Saturday, May 2, 2009

Vampirella 47


Enrich provides the cover for this issue of Vampirella, dated December 1975.

First is "Mother's Coming Home" by Gonzalo Mayo (art) and Bill Dubay (story). Taking place during the period of time while Pendragon and Conrad are supposedly dead (found out not to be the case two issues later), Vampirella is away on her out trying to avoid the authorities. She comes across Barbara, a young woman who acts as if her dead mother is still alive. It is later revealed that Barbara was in a mental institution and was the one who murdered her mother. Vampirella sucks the blood from her, killing her, the first time she does so without any guilt.

Second is "The Secret Legacy of Gaslight Lil'" by Luis Garcia (art, miscredited as Jose Garcia) and Bill Dubay & Victor Mora (story, Mora uncredited). This story was originally printed in Europe in the publication Pilote and appears rewritten here. It features a woman who works as a prostitue under Gaslight Lil of the title and gains the powers of a succubus. She partially drains the life of two men who come by and also controls their minds, causing them to head out with her and become outlaws. A fairly good story, enhanced much by Garcia's terrific art. Unfortunately this would be his last story published in a Warren magazine. One of the characters in this story is visually based on the actor Paul Newman.

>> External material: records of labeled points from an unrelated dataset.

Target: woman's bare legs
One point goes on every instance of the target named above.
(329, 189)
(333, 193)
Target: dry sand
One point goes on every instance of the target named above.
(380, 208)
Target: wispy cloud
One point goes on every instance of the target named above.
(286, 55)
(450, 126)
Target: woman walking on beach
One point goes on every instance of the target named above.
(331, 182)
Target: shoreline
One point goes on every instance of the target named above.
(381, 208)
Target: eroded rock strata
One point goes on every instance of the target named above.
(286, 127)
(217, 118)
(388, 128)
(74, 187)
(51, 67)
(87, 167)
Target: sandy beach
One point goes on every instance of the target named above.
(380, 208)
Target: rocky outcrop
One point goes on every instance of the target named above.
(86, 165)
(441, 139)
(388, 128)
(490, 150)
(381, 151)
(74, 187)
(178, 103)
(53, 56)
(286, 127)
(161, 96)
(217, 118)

Third is "Children of Wrath" by Ramon Torrents (art) and Gerry Boudreau (story). A wealthy man leaves his job and fiance to join the Brandon Abbey monastery, having to pay $1 million dollars to join. His fiance Elizabeth, very upset, heads there himself and sneaks in, being captured. There she finds that the abbey is actually some sort of bordello where men live out their every whim, particularly with the women they have captured there. She is kept there herself and raped by those there. Eventually she is able to escape when her fiance tries to kill her, taking his knife and killing him. Then she and the other woman kill all those there. In the epilogue we find the opposite occur, as a woman heads there to join the Convent of St. Elizabeth.

Fourth is "Gamal and the Cockatrice" by Auraleon (art) and Bruce Bezaire (story). A terrific story, one of the best Warren stories of all time. It is included within the top 25 stories in the Warren companion. A tribe in the dessert is told by one of their members, Gamal, that he has killed the cockatrice, the half chicken/half snake creature that kills anyone who looks at it. Using a complex story he tells them how he killed it. When the man offering a reward for the death of the creature refuses to pay, Gamal admits that he also kidnapped another cockatrice and that he will unleash it unless they give him a third of the tribe's wealth and three of their women. They relent to his demands, and it is never really revealed whether he actually killed or captured a cockatrice.

Last is "The January Man" by Luis Bermejo (art) and Gerry Boudreau (story). This story features a group of boys who meet the January Man, a mysterious man who brings them to another world. He claims to be the guardian of January, and that when he dies he will have to choose another guardian. Back in the real world everyone gets worried over the missing children. The children defeat the evil Summer Guardians, but two vanish while doing so. The January Man helps the remaining children bring them back to life. Afterwards they return to the real world , with one of them made the guardian for next January. The light hearted nature makes one wonder whether this story was originally intended for a Christmas issue.